Estaba posado en la cresta del delirio cuando el alcance de aquella necesidad lo golpeó como un mazazo. La comprensión de sí mismo, de aquel anhelo imperioso y fundamental, le llegó como una revelación cegadora. Pero nada, ni siquiera sus miedos más profundos, podía impedirle tomar aquello que durante tanto tiempo pensó que nunca perseguiría.
Ella alcanzó el clímax debajo de él, y él estaba con ella, bebiendo de sus gritos, complaciéndose fugazmente en la culminación antes de seguirla hacia el vacío.
¿Su victoria, o la de ella?
Hundido, junto a su durmiente esposa, en las sábanas de seda de su cama, Gyles no lo tenía claro. Y tampoco sabía si le importaba. Si le daban su pastel y podía además comérselo, ¿por qué iba a quejarse?
A pesar de su inesperado conocimiento, a pesar de todo lo que había ocurrido, sólo él sabía lo que había pasado en realidad. Sólo él sabía que ella era la primera mujer que había llegado al salvaje que llevaba dentro, la única mujer cuya rendición podía saciar, satisfacer y realizar a su verdadero yo.
La única mujer que su verdadero yo quería.
Ella no podía saberlo, a menos que él se lo dijera.
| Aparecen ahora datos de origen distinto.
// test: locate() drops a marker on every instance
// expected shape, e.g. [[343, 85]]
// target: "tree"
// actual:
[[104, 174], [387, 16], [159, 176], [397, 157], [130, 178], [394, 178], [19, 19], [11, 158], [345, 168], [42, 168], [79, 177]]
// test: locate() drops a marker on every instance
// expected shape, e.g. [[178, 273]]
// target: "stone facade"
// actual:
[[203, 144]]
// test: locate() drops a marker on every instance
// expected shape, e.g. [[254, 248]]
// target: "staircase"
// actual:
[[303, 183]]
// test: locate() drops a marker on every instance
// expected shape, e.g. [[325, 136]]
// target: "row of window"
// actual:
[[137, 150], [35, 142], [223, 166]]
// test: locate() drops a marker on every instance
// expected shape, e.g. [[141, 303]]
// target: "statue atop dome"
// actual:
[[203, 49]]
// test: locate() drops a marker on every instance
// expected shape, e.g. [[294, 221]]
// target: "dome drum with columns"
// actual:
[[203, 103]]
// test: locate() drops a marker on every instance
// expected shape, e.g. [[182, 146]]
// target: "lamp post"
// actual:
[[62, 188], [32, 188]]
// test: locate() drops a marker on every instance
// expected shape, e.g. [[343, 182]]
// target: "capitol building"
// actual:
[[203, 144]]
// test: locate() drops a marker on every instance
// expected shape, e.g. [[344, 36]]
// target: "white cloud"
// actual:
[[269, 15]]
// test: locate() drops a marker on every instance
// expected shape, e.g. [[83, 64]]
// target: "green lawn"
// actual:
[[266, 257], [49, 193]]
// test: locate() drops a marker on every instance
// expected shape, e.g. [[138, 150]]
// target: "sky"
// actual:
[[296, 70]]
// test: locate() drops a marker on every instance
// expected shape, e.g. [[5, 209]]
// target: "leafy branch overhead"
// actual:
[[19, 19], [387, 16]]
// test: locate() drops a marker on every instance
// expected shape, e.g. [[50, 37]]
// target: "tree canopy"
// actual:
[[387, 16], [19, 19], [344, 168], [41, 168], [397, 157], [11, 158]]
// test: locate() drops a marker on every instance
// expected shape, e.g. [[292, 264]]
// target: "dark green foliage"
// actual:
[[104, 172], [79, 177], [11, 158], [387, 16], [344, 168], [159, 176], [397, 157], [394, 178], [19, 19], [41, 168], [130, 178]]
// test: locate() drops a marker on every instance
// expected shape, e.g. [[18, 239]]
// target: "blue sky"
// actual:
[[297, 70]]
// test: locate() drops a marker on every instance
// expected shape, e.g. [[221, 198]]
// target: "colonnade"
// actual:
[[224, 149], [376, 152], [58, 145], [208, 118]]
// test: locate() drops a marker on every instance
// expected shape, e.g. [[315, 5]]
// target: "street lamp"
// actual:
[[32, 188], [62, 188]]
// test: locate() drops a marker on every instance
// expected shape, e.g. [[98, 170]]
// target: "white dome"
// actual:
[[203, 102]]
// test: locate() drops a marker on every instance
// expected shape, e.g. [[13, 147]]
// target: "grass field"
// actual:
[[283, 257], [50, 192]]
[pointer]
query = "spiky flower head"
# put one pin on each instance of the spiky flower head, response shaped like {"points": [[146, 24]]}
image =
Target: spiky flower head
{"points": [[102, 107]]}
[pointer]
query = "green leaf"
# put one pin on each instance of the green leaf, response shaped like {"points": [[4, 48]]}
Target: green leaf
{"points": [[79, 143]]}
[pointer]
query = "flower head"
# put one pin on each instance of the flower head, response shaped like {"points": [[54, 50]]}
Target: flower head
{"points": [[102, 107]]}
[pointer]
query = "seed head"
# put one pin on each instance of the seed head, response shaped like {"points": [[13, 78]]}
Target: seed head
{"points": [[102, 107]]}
A menos que admitiera su vulnerabilidad en voz alta, articulándola en palabras.
Y los cerdos volarían antes de que eso sucediera.
Abriendo un párpado, echó un vistazo a la cama deshecha, iluminada ahora sólo por la luz de la luna. Ella estaba desmadejada a su lado, de cara a él. Podía distinguir el revoltijo salvaje de sus rizos negros, la franja más pálida de su frente, la manila recostada entre los dos, en la almohada. Bajo la sábana, él tenía un brazo tendido posesivamente sobre su cintura. No lo movió.
No pudo, en conciencia, despertarla y poseerla otra vez. Eso ya lo había hecho una vez; con malos modos, por supuesto, pero ¿qué más le daba eso a un bárbaro? Un escalofrío le recorrió la espalda al recordar la forma en que ella se había vuelto hacia él, buscando sus ojos en la oscuridad, dirigiendo luego los ojos a sus labios; la forma en que había recibido sus besos para concentrarse a continuación en él, en ambos, en lo que iban a hacer.
Cerrando los ojos, se desmadejó él también sobre la cama, tratando de ignorar el espeso aroma de lujuria saciada que flotaba en torno a ellos. Tratando de olvidar su excitación.
Sería por la mañana. El solo hecho de que se hubiera rendido en un frente no quería decir que tuviera que dejar que la lujuria lo gobernara.